Coldplay’s “Trouble in Town” Lyrics Meaning
“Trouble in Town” is theorized to encapsulate Coldplay’s empathy for non-White people due to the persecution they face in certain parts of the world. This is made most evident during the interlude. This interlude features an actual recording of innocent African-American pedestrians being harassed by a White police officer. But as with other songs on the band’s “Everyday Life” album, the message of this one is intended to be more macrocosmic in nature.
So for instance, the line stating “my sister can’t wear her crown” is said to reference issues Muslim women who prefer (or are forced) to wear hijabs have to deal with. And the specific “trouble in town” which is mentioned in the title is the fact that the aforementioned types of individuals can’t find adequate “shelter” or “peace” in said areas. What they get in return is instead “more police”. The “more police” basically alludes to official law enforcement who basically devoid them of the aforementioned, as well as other basic rights.

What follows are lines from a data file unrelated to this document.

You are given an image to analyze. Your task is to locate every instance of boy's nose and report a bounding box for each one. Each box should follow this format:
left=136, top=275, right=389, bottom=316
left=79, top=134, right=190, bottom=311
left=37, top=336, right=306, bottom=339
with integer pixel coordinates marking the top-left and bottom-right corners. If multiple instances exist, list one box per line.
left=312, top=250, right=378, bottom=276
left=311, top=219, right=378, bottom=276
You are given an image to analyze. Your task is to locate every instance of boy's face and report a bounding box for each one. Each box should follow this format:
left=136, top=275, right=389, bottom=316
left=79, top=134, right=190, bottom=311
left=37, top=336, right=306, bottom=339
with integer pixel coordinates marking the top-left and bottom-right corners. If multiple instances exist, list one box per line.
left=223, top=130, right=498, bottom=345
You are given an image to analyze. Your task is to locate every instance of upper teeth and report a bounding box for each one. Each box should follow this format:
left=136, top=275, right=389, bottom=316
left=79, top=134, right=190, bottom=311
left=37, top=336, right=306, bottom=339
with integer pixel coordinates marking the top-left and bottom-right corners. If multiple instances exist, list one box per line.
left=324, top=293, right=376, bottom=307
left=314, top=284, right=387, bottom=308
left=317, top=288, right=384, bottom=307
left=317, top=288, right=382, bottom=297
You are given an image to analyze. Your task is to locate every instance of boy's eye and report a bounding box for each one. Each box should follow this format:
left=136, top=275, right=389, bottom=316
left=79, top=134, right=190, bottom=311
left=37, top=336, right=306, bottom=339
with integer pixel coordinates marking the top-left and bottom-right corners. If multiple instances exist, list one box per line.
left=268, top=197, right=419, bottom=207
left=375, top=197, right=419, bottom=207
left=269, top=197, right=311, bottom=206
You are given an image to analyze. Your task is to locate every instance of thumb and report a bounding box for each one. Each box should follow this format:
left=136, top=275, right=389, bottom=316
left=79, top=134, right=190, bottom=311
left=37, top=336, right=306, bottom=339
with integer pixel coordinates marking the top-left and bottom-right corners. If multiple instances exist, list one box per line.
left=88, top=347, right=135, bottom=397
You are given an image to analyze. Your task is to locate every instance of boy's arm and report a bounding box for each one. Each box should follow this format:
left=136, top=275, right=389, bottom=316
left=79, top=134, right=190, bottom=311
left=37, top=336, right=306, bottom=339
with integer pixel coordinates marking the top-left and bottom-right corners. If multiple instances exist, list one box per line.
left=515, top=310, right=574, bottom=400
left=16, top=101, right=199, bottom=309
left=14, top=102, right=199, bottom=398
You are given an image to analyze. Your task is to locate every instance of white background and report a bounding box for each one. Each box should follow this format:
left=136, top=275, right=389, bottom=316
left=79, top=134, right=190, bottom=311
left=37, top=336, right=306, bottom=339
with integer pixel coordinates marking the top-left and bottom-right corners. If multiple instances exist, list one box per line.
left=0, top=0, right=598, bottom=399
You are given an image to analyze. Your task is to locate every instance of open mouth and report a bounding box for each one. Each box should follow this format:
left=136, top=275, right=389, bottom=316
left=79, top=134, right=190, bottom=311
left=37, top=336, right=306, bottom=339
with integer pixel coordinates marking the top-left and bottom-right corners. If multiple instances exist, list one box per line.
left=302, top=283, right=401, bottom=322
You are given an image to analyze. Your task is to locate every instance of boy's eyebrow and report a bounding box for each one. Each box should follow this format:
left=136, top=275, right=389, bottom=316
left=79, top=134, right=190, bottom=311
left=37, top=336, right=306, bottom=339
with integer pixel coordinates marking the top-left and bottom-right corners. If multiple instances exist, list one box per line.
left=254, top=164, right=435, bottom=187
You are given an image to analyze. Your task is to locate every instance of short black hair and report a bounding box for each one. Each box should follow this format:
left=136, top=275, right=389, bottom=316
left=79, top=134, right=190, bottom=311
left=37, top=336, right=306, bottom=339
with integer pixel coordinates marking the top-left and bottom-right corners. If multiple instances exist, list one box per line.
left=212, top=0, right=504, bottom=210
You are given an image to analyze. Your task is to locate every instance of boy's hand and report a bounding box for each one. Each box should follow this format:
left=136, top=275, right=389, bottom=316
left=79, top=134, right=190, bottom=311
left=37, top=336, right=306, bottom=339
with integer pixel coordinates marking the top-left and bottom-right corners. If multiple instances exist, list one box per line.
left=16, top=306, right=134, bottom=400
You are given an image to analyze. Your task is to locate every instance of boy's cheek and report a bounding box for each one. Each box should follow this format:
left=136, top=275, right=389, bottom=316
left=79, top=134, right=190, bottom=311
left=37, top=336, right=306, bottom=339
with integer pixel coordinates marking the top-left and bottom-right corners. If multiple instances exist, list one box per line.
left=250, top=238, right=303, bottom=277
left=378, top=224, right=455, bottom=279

So all in what is the central theme of this song? It can be said to be primarily focused on a specific type of issue minorities face in countries run by White people.
Does “Trouble in Town” reference Michael Brown’s Murder?

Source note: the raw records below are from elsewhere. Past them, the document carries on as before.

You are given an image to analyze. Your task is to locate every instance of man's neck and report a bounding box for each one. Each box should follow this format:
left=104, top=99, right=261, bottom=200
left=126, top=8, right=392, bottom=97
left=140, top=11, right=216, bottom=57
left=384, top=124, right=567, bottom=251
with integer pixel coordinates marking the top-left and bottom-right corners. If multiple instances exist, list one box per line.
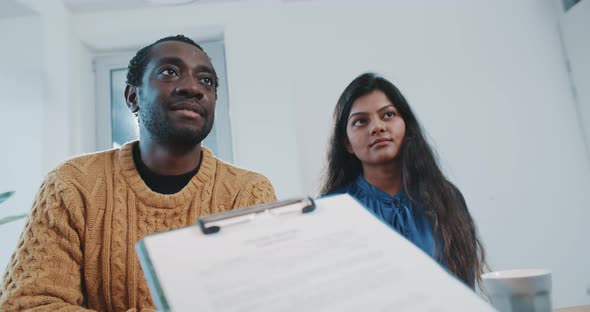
left=362, top=161, right=403, bottom=197
left=138, top=137, right=202, bottom=176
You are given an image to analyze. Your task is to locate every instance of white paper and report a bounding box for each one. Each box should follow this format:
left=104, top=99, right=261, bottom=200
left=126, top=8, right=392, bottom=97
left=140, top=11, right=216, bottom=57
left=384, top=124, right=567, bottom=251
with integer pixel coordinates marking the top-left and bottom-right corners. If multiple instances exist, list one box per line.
left=139, top=194, right=495, bottom=312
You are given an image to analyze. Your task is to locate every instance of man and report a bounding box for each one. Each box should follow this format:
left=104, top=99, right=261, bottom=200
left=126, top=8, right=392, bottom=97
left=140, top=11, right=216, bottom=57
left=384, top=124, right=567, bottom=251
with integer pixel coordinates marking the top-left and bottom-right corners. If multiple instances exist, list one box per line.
left=0, top=35, right=276, bottom=311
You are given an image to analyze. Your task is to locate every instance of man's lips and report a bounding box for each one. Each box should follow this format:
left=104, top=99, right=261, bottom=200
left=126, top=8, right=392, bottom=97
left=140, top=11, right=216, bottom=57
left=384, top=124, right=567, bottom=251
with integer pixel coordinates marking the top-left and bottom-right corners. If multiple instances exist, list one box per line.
left=370, top=138, right=392, bottom=147
left=173, top=109, right=201, bottom=119
left=170, top=101, right=207, bottom=117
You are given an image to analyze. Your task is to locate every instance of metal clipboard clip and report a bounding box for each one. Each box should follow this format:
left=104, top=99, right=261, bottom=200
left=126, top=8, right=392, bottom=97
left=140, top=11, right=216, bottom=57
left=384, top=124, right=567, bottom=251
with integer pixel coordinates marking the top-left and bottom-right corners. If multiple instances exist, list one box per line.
left=197, top=197, right=316, bottom=235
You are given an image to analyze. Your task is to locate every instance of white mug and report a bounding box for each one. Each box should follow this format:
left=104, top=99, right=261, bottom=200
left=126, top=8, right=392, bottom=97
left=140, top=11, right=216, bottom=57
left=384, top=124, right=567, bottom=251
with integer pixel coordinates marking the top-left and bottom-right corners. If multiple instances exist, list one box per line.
left=482, top=269, right=552, bottom=312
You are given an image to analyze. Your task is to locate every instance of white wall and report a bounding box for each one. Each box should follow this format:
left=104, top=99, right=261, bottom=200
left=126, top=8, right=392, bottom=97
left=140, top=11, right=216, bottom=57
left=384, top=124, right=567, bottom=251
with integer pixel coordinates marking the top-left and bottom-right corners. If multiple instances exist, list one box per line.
left=37, top=0, right=98, bottom=169
left=561, top=0, right=590, bottom=160
left=0, top=0, right=96, bottom=274
left=1, top=0, right=589, bottom=308
left=71, top=1, right=590, bottom=307
left=297, top=1, right=590, bottom=306
left=72, top=3, right=304, bottom=199
left=0, top=15, right=44, bottom=269
left=289, top=1, right=590, bottom=307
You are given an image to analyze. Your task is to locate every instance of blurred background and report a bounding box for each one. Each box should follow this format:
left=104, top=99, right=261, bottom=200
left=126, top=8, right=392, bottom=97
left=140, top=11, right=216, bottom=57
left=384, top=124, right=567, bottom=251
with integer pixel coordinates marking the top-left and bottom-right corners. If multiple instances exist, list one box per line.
left=0, top=0, right=588, bottom=308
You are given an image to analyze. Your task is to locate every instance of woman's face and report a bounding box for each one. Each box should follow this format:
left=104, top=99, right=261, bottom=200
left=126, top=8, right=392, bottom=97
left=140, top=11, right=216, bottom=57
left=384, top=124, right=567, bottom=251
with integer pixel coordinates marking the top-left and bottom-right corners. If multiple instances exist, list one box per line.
left=344, top=90, right=406, bottom=167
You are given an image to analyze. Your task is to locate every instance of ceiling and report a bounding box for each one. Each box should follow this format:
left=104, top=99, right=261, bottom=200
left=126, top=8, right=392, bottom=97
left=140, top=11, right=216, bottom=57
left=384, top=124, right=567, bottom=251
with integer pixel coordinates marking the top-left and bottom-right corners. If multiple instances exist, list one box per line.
left=0, top=0, right=245, bottom=18
left=63, top=0, right=184, bottom=13
left=62, top=0, right=242, bottom=13
left=0, top=0, right=37, bottom=19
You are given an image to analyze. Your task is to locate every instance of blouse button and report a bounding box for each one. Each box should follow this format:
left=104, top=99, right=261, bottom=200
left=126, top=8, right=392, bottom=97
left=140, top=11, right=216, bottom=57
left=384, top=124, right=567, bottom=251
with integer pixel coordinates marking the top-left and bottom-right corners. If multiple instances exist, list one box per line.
left=393, top=199, right=400, bottom=207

Michael Brown was an African-American teenager who was shot dead by a police officer in Ferguson, Missouri. This incident occurred on the date of 9 August 2014. It contributed to lots of protests in the States. Furthermore, it brought global attention to police brutality against minorities in America.
And yes, it is very much possible that when Chris Martin references his “brother brown” being “hung”, he is memorializing Brown. And in such case, the word “hung” would likely be an allusion to the act of lynching. Lynching was an earlier form of institutionalized murder in America. Many innocent Blacks were subjected to lynching during the Jim Crow era of American history.

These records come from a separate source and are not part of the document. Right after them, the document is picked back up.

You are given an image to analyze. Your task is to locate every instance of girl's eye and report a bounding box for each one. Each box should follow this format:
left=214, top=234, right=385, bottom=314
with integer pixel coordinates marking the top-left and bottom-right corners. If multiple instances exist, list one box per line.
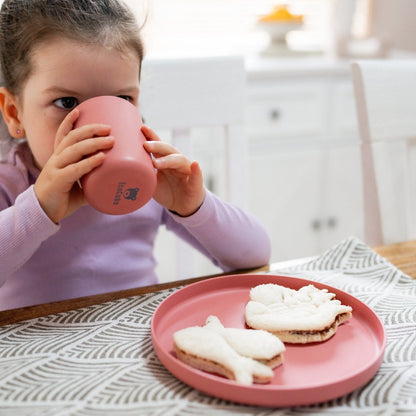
left=53, top=97, right=79, bottom=109
left=118, top=95, right=132, bottom=102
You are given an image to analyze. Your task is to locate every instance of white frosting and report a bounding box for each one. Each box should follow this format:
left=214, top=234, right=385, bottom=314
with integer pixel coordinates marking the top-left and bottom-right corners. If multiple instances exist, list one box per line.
left=245, top=284, right=352, bottom=331
left=173, top=324, right=273, bottom=385
left=204, top=315, right=285, bottom=360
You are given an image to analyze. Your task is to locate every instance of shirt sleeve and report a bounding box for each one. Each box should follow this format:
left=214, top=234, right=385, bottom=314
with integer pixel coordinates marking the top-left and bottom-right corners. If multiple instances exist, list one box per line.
left=163, top=190, right=271, bottom=271
left=0, top=185, right=60, bottom=284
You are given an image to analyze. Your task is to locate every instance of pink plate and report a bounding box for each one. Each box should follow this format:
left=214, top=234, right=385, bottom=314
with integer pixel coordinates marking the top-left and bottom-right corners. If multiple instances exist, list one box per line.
left=151, top=274, right=386, bottom=407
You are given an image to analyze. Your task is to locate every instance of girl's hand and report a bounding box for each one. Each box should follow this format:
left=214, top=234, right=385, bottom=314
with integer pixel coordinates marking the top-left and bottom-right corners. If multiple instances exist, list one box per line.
left=142, top=125, right=205, bottom=217
left=34, top=109, right=115, bottom=223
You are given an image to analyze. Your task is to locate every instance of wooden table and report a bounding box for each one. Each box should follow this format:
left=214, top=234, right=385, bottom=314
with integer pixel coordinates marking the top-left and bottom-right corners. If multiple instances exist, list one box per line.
left=0, top=264, right=270, bottom=326
left=1, top=240, right=414, bottom=327
left=373, top=239, right=416, bottom=279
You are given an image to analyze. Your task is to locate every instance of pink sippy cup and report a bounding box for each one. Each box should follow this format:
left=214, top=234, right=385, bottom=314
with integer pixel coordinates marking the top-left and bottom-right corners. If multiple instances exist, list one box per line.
left=75, top=96, right=156, bottom=215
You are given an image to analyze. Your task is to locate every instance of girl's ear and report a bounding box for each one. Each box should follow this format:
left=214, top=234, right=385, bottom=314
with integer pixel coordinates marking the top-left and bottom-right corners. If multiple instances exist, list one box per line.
left=0, top=87, right=25, bottom=139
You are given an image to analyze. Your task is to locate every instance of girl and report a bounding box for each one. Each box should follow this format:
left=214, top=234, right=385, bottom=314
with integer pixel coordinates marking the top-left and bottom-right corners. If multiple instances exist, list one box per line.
left=0, top=0, right=271, bottom=310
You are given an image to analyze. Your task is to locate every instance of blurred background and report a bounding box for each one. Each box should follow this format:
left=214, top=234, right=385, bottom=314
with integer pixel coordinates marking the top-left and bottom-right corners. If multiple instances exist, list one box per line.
left=122, top=0, right=416, bottom=280
left=126, top=0, right=416, bottom=59
left=1, top=0, right=413, bottom=280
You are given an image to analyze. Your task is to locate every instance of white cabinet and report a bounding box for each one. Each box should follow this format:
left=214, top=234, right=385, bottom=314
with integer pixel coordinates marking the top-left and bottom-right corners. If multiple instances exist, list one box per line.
left=249, top=147, right=323, bottom=260
left=246, top=58, right=364, bottom=263
left=246, top=81, right=327, bottom=140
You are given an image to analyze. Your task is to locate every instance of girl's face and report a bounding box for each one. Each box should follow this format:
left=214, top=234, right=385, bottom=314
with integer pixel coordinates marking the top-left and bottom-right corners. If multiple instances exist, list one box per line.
left=16, top=37, right=141, bottom=168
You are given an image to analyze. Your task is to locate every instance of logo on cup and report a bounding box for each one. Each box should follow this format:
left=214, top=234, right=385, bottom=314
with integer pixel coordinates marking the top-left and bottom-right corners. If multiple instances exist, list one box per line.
left=113, top=182, right=140, bottom=205
left=124, top=188, right=139, bottom=201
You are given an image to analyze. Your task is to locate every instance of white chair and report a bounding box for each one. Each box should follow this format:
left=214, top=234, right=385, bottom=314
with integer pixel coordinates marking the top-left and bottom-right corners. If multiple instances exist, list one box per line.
left=351, top=60, right=416, bottom=245
left=139, top=56, right=248, bottom=280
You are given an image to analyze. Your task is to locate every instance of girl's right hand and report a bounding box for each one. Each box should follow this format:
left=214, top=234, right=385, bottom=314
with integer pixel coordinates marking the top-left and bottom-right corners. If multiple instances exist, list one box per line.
left=34, top=109, right=115, bottom=224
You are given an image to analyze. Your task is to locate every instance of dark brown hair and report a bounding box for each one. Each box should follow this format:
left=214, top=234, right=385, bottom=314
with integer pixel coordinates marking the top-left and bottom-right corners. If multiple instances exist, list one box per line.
left=0, top=0, right=145, bottom=96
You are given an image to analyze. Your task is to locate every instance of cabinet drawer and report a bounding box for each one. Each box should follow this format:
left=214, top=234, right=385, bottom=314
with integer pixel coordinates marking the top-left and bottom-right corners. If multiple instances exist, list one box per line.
left=247, top=82, right=327, bottom=140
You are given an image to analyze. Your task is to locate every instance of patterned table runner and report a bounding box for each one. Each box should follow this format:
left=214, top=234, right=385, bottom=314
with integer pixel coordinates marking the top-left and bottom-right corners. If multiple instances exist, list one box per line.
left=0, top=237, right=415, bottom=415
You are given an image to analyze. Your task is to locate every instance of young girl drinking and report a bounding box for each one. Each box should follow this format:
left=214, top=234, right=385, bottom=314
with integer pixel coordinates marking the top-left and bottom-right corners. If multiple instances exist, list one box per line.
left=0, top=0, right=271, bottom=310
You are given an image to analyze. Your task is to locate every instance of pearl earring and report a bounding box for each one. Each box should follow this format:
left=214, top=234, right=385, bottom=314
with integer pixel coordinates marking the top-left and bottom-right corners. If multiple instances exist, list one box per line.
left=16, top=129, right=22, bottom=135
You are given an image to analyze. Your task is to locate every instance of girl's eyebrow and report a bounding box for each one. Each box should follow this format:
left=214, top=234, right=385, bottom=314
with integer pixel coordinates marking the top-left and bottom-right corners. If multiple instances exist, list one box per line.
left=114, top=86, right=139, bottom=96
left=43, top=86, right=139, bottom=96
left=43, top=86, right=78, bottom=96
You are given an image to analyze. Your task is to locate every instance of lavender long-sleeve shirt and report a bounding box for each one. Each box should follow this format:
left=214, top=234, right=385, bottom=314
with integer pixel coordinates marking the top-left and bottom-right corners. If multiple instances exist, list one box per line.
left=0, top=143, right=271, bottom=310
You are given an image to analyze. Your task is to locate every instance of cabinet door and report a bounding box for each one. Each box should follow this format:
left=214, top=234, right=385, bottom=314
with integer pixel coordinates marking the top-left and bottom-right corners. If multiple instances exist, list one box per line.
left=249, top=147, right=323, bottom=262
left=249, top=143, right=364, bottom=262
left=319, top=144, right=364, bottom=249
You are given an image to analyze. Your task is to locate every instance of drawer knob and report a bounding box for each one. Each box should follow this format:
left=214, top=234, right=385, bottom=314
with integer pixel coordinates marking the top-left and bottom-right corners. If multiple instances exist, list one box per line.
left=311, top=219, right=322, bottom=231
left=327, top=217, right=338, bottom=228
left=269, top=108, right=280, bottom=120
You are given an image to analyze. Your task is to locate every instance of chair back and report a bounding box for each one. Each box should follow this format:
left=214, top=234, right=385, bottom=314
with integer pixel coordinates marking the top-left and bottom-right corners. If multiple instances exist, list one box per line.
left=351, top=60, right=416, bottom=245
left=139, top=56, right=248, bottom=279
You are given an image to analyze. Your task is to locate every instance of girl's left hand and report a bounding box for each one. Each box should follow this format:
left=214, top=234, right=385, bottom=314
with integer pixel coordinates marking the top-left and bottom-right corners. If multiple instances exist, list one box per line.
left=142, top=125, right=205, bottom=217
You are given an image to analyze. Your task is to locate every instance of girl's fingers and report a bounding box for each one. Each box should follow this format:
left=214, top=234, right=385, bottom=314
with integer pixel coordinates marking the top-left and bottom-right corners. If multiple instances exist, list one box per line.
left=61, top=151, right=107, bottom=183
left=55, top=136, right=115, bottom=169
left=153, top=153, right=192, bottom=174
left=143, top=138, right=192, bottom=174
left=55, top=109, right=80, bottom=147
left=141, top=125, right=161, bottom=142
left=189, top=160, right=204, bottom=189
left=58, top=124, right=112, bottom=148
left=55, top=117, right=112, bottom=153
left=190, top=160, right=203, bottom=180
left=143, top=140, right=179, bottom=157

Quick Facts about “Trouble in Town”
Chris Martin composed this track along with his Coldplay bandmates. We therefore have the following names as the official writers of “Trouble in Town”:
- C. Martin
- W. Champion
- J. Buckland
- G. Berryman
And the track was produced by a number of the band’s regular collaborators. One such collaborator is Rik Simpsons.
Parlophone Records was the label responsible for the release of “Trouble in Town”. They released it along with the rest of Coldplay’s “Everyday Life” album. And it’s release date fell on the 22nd of November 2019.
The biggest highlight of this song is its interlude. And what’s so special about the interlude? It features a conversation recorded by an innocent African-American pedestrian in Philadelphia. In the tape, the innocent civilian is harassed by a white police officer named Philip Nace.
Was “Trouble in Town” released as a single?
No. But here are the official singles Coldplay released from “Everyday Life”:
Does this Coldplay track use any samples?
Yes. It makes use of the popular African song “Jikelele”.
Meaning of the Music Video of “Trouble in Town”
This music video, which Aoife McCardle directed, is loosely based on a classic piece of English literature called “Animal Farm” (1945). In addition to making a direct reference to the book near the beginning of the video (“All Animals Are Equal”, “But Some Animals Are More Equal Than Others”), the people in the clip actually appear as anthropomorphic animals. In other words, they have human bodies but animal heads. For instance, Coldplay’s lead singer, Chris Martin, appears as a fox. And this is another allusion to the book, as in the novel the animals on the farm have human-like intelligence. Another way it is similar to the “Animal Farm” is that it depicts pigs as being in charge (i.e. politicians) of the animal kingdom, so to speak. Moreover like the actual “Trouble in Town” song, one of the major subthemes of the video is police brutality.
Maybe to some extent, like another piece of classic literature based on human-like animals entitled “Maus” (1991), the different types of creatures depicted in the video are meant to represent different races. For instance, we can definitely presume that the pigs symbolize White politicians. And arguably the foxes are representations of African-Americans. But even if such is the case, the visual doesn’t stick to this motif hardcore. Rather more than anything it just seems to depict prominent politicians as being an unfavorable lot and law enforcement as being biased against minorities and the defenseless.
Meanwhile it concludes by acknowledging that proceeds generated from the clip and the song itself are to be donated to two NGOs. One is the Innocence Project, an organization that fights on the behalf of wrongfully convicted prisoners. And the other is the African Children’s Feeding Scheme, which basically provides aid to poor South African children.